Friday, 29 December 2006

Default Charges - Citicards under fire

The Consumer Action Group report that a judge has found Citibank's default charges of £12 excessive and that they cannot justify fees in excess of £8. In an action brought by a Consumer Action Group user, the judge told Citicards that their current £12 charge was 'plucked out of thin air'. He went onto compare a default charge with the cost of sending out a solictors letter and concluded that a fee of only £8 could be justified. Given the use of automated systems, even that level of charge is open to challenge, but there has been little success to date in getting lenders to disclose the full details behind their charging policies.

Despite the OFT's much vaunted intervention to reduce credit card default charges to no more than £12, it continues to fail to take legal action against lenders to establish the true costs of default. Lenders, in the meantime, continue to charge multiple fees in order to increase their profits. So, a borrower that goes over their credit limit, fails to make the required repayment, and bounces a cheque would actually incur three separate £12 charges totalling £36.

In correspondence to Debt on our Doorstep in October 2006, the OFT stated that "...we will not investigate further a single default charge of £12 or less, but dual fees totalling more than that, flowing from a single instance of default, may merit further investigation."

Despite this statement, no action has been taken and no undertakings obtained from lenders to stop this practice.
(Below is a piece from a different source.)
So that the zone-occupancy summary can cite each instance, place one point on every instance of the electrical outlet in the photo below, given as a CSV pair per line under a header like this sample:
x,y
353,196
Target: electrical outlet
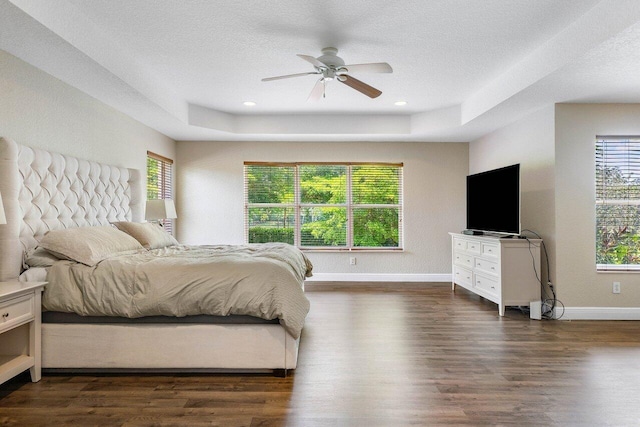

Citibank also adopts the usual sub-prime tactic of removing 'promotional' interest rates if a borrower misses a payment, and reverting agreements to a much higher 'standard rate'. So, for example, although it currently advertises a Platinum card with a 'typical' APR of 17.9%, this would increase to its standard rate of 28% APR if a borrower misses a payment, goes over their credit limit, or breaches the agreement in any other way. This interest rate hike takes place in addition to the £12 fees that are charged. Again, no action appears to be planned by the regulator.